Dangerous chemicals, insecticides, herbicides and gasoline should be put in watertight containers and in a high spot.

Store drinking water in clean bathtubs, jugs and bottles. You should have enough water on hand for seven days.

TIPS FOR YOUR CELLPHONE

Program emergency contact numbers.

Designate someone out of the area as a central contact.

Make certain all family members know whom to contact if they become separated.

Keep phone batteries charged at all times.

Forward your home number to your cellphone number in the event of an evacuation.

Often in an emergency, text messages will go through quicker than voice calls.

WHEN YOU EVACUATE

Turn off electricity at the main breaker and shut off gas.

Towels or rugs should be put around openings to reduce seepage.

Lock all doors.

If there’s something that’s really valuable to you, stick it in the dishwasher and close the door.
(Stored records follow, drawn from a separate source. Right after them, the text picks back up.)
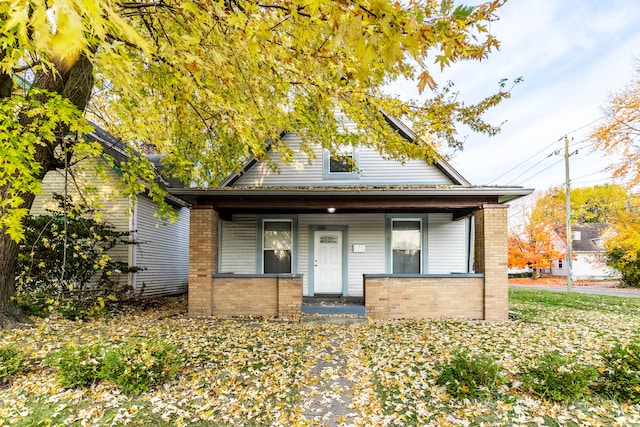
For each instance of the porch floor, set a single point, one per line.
(333, 305)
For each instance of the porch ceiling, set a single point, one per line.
(461, 201)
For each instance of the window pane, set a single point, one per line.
(406, 262)
(341, 164)
(277, 235)
(277, 262)
(406, 235)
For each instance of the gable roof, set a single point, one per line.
(444, 167)
(116, 148)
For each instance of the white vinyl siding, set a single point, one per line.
(163, 252)
(165, 249)
(373, 168)
(447, 244)
(113, 209)
(238, 245)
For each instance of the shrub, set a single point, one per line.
(137, 366)
(11, 362)
(470, 376)
(79, 281)
(629, 269)
(556, 377)
(77, 365)
(620, 378)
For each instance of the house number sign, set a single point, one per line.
(328, 239)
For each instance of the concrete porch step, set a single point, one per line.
(333, 306)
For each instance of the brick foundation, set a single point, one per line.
(424, 296)
(491, 259)
(203, 258)
(256, 295)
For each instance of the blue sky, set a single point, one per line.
(571, 54)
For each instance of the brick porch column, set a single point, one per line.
(491, 252)
(203, 259)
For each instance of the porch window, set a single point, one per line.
(277, 245)
(406, 241)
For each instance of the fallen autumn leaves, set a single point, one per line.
(259, 372)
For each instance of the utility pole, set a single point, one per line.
(568, 213)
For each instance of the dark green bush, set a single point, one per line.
(620, 378)
(629, 269)
(11, 362)
(137, 366)
(77, 365)
(556, 377)
(470, 376)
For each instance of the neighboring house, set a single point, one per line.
(588, 261)
(413, 239)
(163, 250)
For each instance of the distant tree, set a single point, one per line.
(622, 245)
(618, 135)
(597, 204)
(532, 245)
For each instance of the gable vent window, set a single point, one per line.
(277, 247)
(406, 241)
(343, 163)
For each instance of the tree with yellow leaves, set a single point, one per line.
(532, 244)
(209, 82)
(619, 135)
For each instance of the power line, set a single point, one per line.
(533, 176)
(531, 157)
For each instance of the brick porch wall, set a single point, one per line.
(203, 258)
(424, 296)
(491, 252)
(256, 295)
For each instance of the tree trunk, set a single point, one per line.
(10, 313)
(74, 84)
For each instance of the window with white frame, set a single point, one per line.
(406, 246)
(277, 246)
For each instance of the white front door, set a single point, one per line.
(327, 265)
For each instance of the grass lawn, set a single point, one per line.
(256, 372)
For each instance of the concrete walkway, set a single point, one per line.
(329, 401)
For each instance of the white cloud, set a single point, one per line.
(572, 54)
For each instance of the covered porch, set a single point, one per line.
(479, 293)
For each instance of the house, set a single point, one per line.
(588, 261)
(414, 239)
(163, 251)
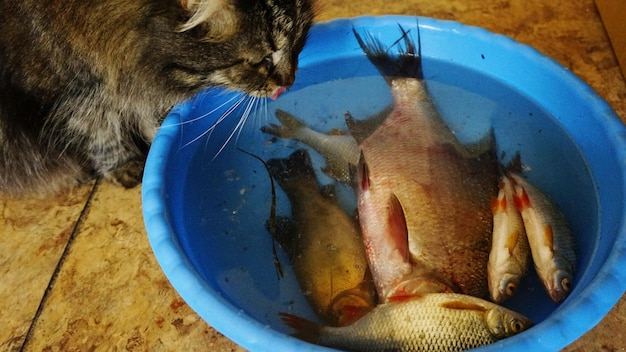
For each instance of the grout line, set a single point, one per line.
(57, 269)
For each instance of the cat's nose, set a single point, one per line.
(284, 79)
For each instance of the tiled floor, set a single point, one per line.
(77, 272)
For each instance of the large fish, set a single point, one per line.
(339, 149)
(323, 243)
(431, 322)
(552, 244)
(510, 252)
(413, 161)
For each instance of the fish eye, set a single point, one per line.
(516, 325)
(566, 283)
(511, 288)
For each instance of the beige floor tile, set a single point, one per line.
(111, 295)
(35, 231)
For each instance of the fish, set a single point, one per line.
(510, 251)
(323, 243)
(429, 322)
(552, 244)
(338, 148)
(412, 161)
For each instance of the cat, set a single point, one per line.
(84, 84)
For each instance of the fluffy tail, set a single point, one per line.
(407, 64)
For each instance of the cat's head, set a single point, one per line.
(247, 45)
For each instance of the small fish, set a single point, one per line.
(551, 242)
(510, 252)
(430, 322)
(323, 243)
(339, 149)
(412, 161)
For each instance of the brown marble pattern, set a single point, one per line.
(109, 293)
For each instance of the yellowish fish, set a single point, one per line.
(552, 244)
(323, 243)
(430, 322)
(510, 252)
(422, 190)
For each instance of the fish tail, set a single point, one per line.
(297, 166)
(304, 329)
(407, 64)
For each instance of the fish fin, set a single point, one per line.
(286, 230)
(297, 166)
(360, 174)
(398, 229)
(498, 204)
(511, 242)
(463, 305)
(361, 129)
(407, 64)
(304, 329)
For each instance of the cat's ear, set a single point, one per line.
(218, 16)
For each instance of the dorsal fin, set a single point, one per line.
(408, 62)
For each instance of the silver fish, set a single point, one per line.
(323, 243)
(510, 252)
(431, 322)
(552, 244)
(339, 149)
(443, 188)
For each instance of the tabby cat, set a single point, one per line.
(84, 84)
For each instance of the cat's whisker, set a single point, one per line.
(224, 115)
(236, 132)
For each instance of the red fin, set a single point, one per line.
(305, 329)
(397, 225)
(511, 242)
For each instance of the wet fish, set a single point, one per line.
(436, 321)
(510, 252)
(338, 148)
(552, 244)
(323, 243)
(443, 187)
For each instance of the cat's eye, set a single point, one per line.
(266, 64)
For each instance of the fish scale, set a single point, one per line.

Register yourself as “safe and well” at www.redcross.org/safeandwell or by calling 1-866-GET-INFO. Concerned family and friends can search for their loved one’s name, an “as of” date and the messages selected.

Items for your hurricane kit

Three- to seven-day supply of food and water; one gallon of water per person and pet per day; nonperishable packaged or canned food

Manual can opener and utensils

First aid kit, prescription medication

Special items for infants and the elderly

Toiletries and hygiene items

Extra clothing and shoes

Flashlight and batteries

Battery-powered radio

Cash

Tools

Keys

Road maps, including evacuation routes

Baby supplies

Blankets/sleeping bags

Games and books

Plastic trash bags with ties and large zip-close plastic bags

Jumper cables

Tire repair kit and pump

If you plan on staying in an emergency shelter, take linens with you.

A copy of this newspaper section might also prove to be helpful.